Tuesday, September 29, 2009

CURATOR'S ESSAY: Marina Pacilio at Julian Scott Memorial Gallery in Johnson

by Leila Bandar, Gallery Director

Marina Pacilio’s bigger-than-human-scale paintings completely fill the Julian Scott Memorial Gallery space. Ten luminous, large, un-stretched canvases awaken new perspectives on the figure, form, water, and light. Each call to the viewer in a different way with vivid depictions of brightness – sun in water, brightness in summer air, glow-bugs, and light – even winter in January. Silently, like a landscape behind glass, they offer value to those who look.

Underwater scenes wrap nude self-portraits with deep, sea-green-hues, turquoise-blue, and yellowy-white sunlight that curls around hips, thighs, hands, and torso. In a painting of Pacilio’s mother, orange-red hues shine with yellow to make nurturing energy. As her mother’s elbow bends toward a blazing warmth, green-moths flit, like memories, overhead. On the opposite side of the same wall, a photo-realistic glimpse of Marina’s grandmother, surrounded by a dream-like/maroon-dark abyss, looks up to a cosmos of stars and fireflies.
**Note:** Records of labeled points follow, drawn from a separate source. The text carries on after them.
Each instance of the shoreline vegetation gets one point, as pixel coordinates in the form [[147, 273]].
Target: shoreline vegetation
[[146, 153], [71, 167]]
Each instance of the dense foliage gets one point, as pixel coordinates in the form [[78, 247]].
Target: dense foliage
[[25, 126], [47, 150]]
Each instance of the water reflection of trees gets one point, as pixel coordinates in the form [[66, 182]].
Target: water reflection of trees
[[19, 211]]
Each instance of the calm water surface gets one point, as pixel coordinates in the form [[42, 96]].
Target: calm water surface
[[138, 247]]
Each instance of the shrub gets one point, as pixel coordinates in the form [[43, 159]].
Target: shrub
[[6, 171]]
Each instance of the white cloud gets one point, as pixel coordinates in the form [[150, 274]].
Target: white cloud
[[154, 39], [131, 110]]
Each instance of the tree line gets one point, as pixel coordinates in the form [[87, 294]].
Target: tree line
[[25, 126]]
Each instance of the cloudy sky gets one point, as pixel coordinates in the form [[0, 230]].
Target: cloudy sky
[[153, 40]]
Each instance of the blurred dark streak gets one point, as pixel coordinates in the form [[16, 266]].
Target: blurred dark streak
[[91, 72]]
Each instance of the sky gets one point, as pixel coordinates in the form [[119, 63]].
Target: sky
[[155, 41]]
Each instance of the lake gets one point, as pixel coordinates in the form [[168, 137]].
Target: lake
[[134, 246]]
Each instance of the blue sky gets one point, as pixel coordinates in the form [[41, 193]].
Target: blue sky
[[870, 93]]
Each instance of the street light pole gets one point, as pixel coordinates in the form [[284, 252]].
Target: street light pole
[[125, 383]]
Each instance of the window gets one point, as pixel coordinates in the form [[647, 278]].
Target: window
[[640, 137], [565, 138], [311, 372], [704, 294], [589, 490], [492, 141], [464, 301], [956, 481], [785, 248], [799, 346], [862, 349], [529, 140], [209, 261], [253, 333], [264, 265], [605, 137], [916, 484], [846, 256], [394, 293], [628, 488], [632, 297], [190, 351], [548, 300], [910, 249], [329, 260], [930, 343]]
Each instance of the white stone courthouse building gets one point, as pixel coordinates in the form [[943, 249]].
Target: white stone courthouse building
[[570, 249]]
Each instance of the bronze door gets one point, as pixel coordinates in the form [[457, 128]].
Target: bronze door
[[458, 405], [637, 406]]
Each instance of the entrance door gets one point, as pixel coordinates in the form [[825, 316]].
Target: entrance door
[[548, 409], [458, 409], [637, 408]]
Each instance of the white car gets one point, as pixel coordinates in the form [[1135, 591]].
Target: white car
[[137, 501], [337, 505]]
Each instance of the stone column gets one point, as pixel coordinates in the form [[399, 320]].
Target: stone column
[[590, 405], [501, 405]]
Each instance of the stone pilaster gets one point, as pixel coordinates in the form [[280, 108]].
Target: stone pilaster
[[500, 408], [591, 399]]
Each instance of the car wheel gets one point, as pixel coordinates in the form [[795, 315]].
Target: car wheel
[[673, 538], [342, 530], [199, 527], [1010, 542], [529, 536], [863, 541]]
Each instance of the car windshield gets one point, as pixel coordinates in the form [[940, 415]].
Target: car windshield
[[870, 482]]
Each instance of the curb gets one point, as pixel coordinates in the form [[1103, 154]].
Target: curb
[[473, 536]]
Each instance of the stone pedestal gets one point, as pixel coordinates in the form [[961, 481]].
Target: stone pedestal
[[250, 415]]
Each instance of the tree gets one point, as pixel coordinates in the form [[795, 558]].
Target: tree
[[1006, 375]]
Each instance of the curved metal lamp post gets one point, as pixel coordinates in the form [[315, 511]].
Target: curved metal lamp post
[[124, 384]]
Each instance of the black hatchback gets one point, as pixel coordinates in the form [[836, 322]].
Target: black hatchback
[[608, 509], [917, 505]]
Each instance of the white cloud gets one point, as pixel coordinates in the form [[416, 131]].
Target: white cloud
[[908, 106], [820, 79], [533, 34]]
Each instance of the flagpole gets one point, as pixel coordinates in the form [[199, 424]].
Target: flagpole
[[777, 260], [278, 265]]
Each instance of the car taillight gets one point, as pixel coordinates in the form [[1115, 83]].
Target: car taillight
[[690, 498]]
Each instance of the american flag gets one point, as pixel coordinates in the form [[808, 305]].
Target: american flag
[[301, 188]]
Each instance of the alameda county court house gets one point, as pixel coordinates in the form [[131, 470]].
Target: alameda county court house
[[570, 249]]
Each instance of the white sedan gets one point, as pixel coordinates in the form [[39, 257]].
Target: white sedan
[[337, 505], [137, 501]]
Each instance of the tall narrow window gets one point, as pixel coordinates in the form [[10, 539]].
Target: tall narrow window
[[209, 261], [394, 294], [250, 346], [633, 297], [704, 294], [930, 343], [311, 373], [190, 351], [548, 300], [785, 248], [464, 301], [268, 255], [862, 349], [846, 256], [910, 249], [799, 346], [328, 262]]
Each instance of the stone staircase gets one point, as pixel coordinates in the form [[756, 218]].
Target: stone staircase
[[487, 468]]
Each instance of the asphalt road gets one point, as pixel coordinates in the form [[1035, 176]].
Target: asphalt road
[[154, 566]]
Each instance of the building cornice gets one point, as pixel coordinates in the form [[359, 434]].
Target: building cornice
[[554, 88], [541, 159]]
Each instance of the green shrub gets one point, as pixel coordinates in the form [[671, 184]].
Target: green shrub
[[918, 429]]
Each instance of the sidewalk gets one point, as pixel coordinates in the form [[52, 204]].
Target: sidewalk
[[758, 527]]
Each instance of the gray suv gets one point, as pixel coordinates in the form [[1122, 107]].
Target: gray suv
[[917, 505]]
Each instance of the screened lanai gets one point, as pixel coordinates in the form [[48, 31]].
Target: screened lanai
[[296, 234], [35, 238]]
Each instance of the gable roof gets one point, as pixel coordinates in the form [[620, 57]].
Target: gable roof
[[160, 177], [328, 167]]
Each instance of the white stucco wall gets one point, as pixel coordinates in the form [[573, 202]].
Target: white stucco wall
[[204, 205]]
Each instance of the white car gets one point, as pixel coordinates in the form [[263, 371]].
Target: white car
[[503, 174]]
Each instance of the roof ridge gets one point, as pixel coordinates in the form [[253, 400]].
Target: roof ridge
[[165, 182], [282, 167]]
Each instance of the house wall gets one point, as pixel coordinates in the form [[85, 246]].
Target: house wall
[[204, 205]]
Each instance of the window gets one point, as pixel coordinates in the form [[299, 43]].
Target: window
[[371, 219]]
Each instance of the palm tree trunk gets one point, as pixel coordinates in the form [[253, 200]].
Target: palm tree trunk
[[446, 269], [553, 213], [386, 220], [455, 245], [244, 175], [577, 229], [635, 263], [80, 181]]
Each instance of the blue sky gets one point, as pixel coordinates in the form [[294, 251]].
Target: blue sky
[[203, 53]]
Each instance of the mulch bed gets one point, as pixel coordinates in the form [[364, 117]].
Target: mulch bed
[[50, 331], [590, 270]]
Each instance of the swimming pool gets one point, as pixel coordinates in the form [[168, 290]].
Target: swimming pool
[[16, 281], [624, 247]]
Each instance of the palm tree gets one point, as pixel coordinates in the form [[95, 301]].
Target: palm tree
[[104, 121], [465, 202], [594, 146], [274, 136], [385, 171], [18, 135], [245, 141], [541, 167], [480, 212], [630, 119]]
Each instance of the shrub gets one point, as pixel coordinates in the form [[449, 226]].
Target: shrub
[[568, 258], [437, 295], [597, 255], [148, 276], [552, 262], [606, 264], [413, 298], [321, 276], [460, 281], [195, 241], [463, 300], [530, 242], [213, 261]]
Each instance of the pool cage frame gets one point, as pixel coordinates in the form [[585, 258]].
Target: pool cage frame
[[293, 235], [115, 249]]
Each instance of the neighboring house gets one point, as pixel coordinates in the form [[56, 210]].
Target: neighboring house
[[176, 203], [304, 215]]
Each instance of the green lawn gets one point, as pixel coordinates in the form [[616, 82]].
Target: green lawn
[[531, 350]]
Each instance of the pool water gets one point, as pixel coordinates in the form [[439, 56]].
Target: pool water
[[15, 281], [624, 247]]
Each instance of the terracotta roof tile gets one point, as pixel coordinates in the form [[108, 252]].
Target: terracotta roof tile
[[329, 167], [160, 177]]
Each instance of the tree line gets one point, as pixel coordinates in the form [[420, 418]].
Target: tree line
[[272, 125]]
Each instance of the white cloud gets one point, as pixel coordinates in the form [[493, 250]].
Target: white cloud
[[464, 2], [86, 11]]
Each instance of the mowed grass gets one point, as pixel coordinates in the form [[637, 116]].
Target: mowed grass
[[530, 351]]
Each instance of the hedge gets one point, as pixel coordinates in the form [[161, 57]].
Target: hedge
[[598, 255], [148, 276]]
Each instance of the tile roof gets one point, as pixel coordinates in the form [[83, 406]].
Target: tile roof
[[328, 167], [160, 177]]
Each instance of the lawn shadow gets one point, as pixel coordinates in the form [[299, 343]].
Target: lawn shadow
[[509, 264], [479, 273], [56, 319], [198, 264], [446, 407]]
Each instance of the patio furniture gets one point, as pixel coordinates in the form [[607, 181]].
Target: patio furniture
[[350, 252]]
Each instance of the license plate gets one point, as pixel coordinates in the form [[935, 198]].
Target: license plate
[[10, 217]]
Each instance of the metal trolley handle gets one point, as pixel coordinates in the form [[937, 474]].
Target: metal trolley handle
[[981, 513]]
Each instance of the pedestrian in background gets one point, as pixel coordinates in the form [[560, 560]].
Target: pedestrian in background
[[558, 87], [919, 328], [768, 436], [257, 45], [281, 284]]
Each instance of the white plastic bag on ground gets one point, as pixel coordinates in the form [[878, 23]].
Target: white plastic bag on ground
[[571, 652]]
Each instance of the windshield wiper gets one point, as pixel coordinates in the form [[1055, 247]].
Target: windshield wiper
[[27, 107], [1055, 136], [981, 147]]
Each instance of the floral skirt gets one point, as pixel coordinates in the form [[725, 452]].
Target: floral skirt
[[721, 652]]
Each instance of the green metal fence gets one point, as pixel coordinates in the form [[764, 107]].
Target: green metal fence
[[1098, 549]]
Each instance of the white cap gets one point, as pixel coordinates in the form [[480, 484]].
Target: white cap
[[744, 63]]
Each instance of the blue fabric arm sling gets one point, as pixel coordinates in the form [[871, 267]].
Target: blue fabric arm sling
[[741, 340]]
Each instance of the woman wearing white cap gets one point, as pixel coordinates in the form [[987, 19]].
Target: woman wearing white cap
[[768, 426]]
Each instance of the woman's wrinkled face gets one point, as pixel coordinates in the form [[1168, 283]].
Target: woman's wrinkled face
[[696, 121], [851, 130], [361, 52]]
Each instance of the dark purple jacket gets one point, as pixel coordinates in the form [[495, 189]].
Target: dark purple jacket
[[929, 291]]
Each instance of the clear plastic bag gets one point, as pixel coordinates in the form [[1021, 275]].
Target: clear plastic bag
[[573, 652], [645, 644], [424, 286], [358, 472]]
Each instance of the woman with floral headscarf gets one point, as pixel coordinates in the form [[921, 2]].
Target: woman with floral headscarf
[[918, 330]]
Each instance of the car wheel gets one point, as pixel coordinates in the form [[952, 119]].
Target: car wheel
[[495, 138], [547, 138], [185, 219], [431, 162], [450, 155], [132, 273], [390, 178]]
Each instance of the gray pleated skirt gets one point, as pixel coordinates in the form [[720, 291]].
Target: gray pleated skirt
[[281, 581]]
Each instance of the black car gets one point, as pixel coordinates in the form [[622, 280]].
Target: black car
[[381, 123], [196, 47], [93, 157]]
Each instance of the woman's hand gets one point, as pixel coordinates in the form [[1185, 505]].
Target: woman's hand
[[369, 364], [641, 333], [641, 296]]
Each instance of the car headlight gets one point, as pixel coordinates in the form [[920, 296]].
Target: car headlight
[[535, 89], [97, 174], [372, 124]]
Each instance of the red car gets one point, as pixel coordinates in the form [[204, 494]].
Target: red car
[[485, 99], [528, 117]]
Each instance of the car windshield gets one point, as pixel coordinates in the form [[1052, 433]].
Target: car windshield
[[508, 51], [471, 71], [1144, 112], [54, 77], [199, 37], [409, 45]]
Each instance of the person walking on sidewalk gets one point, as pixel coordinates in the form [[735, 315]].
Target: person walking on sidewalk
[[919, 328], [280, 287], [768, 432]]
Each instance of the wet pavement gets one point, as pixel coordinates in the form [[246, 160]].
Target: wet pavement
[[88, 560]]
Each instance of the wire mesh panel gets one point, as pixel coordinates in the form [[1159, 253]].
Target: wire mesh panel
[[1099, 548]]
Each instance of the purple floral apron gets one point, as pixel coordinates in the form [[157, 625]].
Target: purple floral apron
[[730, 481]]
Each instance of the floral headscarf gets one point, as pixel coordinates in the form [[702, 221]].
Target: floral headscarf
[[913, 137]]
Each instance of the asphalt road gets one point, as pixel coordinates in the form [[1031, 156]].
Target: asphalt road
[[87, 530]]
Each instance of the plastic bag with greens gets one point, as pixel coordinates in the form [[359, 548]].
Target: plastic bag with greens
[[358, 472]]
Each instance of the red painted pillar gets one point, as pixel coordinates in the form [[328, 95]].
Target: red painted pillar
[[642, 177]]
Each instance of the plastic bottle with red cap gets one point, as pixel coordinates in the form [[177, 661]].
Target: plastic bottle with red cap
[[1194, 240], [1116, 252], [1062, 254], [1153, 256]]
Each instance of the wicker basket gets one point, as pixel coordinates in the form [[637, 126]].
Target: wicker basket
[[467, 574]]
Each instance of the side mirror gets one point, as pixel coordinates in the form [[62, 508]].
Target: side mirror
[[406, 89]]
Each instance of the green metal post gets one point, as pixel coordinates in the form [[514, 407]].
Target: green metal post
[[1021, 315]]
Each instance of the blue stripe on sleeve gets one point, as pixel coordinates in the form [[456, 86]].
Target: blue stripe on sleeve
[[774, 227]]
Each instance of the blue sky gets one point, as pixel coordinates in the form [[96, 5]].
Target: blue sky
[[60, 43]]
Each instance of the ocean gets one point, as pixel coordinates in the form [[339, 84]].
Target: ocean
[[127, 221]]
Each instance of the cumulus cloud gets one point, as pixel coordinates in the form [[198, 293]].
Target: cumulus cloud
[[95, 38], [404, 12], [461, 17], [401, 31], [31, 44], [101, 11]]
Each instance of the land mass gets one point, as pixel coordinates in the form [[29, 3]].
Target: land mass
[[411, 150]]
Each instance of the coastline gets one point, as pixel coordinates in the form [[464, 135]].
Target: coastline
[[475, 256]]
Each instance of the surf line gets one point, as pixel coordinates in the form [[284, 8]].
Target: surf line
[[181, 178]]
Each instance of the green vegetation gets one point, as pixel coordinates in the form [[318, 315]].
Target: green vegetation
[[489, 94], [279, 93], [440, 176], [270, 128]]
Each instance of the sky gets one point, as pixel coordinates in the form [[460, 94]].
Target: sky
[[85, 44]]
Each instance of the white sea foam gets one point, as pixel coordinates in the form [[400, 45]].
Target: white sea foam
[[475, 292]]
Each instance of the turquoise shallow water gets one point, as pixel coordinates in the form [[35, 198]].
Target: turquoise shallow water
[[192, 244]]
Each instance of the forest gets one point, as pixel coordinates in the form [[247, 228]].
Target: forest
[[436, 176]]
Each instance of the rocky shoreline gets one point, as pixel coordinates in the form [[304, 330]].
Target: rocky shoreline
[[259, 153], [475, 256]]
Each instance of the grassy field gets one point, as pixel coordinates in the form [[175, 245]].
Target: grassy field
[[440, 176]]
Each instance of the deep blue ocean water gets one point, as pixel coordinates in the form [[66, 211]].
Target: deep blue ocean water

Winter scenes reveal close-ups of dry brittle grasses in a phthalo and cobalt-blue chill. And finally, we come to big and small jellyfish within the largest canvas. Here, Pacilio creates depth in a vast ocean with a tiny figure – a tenth of full-scale.

In the realms of her canvas, Pacilio creates atmospheres from washes of oil and acrylic paint. These layers “unify both the spontaneous and the intentional aspects of [her] paintings” (Pacilio). In this exceptional culmination of three years spent in Johnson State College’s low-residency through the Vermont Studio Center, Pacilio reveals ambiguities that are both uniquely human, and also compassionate. Her elegant paintings create space and mood; they preserve a moment and reflect time, dedication, and skill.

“Many of these paintings reference my dreams and reveries," Pacilio says in her Artist Statement. "These fantasies of mine often have unusual juxtapositions between seemingly incongruent images. I painted myself nude to show the vulnerability and exposure I feel by putting these images on display. I reference water and submersion in many of the paintings; underwater I am cocooned and safe, surrounded by silent solitude.”

Marina Pacilio completes her M.F.A. this winter. The work will be on view at the Julian Scott Memorial Gallery at Johnson State College from Sept 21 – Oct 2, 2009.